Heidari v. First Advance Funding Corp.

In an action to impress an equitable mortgage upon real prop*670erty owned by the defendant NY Pride Holdings, Inc., and to recover the proceeds of a loan, the defendants First Advance Funding Corp., NY Pride Holdings, Inc., and Esmaeil Hosseinipour appeal, as limited by their brief, from so much of an order of the Supreme Court, Queens County (Satterfield, J.), dated August 21, 2007, as denied their motion to vacate a prior order of the same court dated May 30, 2007 granting the plaintiffs motion for a preliminary injunction upon their default in opposing the motion, to vacate their default in appearing or answering the complaint, and for leave to serve a late answer nunc pro tunc.

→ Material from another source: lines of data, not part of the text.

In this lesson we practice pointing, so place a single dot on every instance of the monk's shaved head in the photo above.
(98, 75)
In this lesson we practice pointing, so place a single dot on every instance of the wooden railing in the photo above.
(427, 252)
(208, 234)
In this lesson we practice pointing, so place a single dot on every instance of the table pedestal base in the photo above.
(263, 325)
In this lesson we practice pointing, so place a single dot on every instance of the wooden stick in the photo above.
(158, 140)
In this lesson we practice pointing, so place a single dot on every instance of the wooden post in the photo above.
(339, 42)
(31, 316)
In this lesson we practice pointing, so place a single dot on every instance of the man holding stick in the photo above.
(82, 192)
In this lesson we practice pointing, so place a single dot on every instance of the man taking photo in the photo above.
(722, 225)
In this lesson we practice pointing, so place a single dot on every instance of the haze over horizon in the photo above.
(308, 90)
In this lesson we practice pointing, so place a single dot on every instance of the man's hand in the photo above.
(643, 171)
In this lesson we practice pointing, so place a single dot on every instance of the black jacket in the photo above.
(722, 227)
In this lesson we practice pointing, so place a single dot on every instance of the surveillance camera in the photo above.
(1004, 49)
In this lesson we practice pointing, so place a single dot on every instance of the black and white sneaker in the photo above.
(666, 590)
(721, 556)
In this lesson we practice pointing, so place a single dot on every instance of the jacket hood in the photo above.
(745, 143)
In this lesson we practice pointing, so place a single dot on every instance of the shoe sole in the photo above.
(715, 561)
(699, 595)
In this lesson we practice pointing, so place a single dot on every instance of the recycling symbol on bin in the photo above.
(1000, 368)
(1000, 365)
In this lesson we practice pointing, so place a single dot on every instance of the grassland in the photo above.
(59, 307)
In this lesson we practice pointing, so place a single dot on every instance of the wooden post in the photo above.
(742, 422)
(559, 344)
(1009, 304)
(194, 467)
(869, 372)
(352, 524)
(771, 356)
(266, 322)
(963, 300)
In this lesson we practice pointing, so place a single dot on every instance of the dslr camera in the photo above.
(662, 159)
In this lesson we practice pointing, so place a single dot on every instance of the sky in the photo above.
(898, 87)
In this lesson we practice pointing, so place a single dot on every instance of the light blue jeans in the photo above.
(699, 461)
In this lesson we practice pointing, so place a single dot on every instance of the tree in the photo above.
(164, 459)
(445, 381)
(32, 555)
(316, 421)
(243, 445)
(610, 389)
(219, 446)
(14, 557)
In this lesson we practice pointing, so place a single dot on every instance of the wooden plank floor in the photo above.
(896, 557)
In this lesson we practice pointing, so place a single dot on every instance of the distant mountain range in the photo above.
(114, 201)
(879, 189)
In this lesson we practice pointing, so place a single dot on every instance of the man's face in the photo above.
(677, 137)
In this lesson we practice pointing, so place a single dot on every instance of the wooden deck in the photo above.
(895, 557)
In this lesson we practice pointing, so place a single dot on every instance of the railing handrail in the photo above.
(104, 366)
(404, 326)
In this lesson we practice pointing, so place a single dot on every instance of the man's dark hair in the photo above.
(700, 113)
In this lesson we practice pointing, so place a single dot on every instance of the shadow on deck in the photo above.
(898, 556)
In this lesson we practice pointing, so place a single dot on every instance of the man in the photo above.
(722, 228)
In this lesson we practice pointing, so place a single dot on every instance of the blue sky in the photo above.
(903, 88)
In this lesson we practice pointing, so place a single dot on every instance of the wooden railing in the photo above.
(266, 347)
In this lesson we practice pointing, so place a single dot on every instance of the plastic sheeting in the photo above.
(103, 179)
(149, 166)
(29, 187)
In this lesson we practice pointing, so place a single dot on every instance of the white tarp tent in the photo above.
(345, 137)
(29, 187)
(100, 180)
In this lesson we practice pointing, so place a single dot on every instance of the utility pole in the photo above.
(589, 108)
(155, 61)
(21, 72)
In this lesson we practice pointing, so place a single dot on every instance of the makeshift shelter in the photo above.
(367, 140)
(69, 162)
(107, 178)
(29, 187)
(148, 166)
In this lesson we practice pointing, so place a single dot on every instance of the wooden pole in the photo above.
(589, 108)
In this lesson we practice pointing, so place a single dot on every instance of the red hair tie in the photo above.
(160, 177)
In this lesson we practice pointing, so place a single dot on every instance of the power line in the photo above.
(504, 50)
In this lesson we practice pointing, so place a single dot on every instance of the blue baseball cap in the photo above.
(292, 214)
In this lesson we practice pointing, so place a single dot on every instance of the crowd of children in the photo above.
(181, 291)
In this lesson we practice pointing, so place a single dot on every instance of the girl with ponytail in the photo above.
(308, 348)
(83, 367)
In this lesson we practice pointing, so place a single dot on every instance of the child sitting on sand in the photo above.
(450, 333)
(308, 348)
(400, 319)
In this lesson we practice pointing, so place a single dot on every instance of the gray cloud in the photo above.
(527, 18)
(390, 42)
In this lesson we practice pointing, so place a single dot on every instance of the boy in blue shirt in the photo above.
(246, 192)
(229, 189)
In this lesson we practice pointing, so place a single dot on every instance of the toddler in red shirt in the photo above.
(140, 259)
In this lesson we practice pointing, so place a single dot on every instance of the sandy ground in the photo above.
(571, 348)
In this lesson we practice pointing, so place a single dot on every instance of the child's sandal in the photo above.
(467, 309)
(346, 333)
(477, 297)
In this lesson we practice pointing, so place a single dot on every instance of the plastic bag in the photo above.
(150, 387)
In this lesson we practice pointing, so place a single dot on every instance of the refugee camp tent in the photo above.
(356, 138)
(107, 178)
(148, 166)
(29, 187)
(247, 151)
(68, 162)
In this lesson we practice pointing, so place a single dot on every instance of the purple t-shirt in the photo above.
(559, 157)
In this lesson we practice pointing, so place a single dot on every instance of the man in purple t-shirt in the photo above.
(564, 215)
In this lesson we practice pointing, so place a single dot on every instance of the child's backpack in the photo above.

Ordered that the order dated August 21, 2007 is affirmed insofar as appealed from, with costs.

In seeking to vacate their default in appearing or answering the complaint, the appellants were required to demonstrate a reasonable excuse for their default and a meritorious defense to the action (see CPLR 5015 [a] [1]; Fekete v Camp Skwere, 16 AD3d 544 [2005]; Caputo v Peton, 13 AD3d 474 [2004]; Glibbery v Cosenza & Assoc., 4 AD3d 393 [2004]). The excuse offered by the appellants’ attorney failed to adequately explain the default in serving a timely answer. The alleged error, counsel’s neglect to give the summons and complaint to his assistant to open a file, cannot account for the more than three-month delay in serving an answer when counsel had full knowledge of the action (see Ortega v Bisogno & Meyerson, 38 AD3d 510, 511 [2007]; Incorporated Vil. of Hempstead v Jablonsky, 283 AD2d 553, 553-554 [2001]; De Vito v Marine Midland Bank, 100 AD2d 530, 531 [1984]). Furthermore, the appellants failed to demonstrate a meritorious defense to the action. Accordingly, those branches of the appellants’ motion which were to vacate their default in appearing or answering and for leave to serve a late answer nunc pro tunc were properly denied.

Moreover, the defendants failed to demonstrate that they had a meritorious opposition to the plaintiffs motion for a preliminary injunction (see Aetna Ins. Co. v Capasso, 75 NY2d 860, 862 [1990]; Ocean Club v Incorporated Vil. of Atl. Beach, 6 AD3d 593 [2004]; Price Paper & Twine Co. v Miller, 182 AD2d 748 [1992]). Accordingly, the Supreme Court properly denied that branch of the appellants’ motion which was to vacate the order dated May 30, 2007 granting the plaintiffs motion for a preliminary injunction upon the appellants’ default in opposing the motion (see Joseph v GMAC Leasing Corp., 44 AD3d 905 [2007]; St. Rose v McMorrow, 43 AD3d 1146 [2007]). Spolzino, J.P., Santucci, Miller, Dickerson and Eng, JJ., concur. [See 2007 NY Slip Op 32895(U).]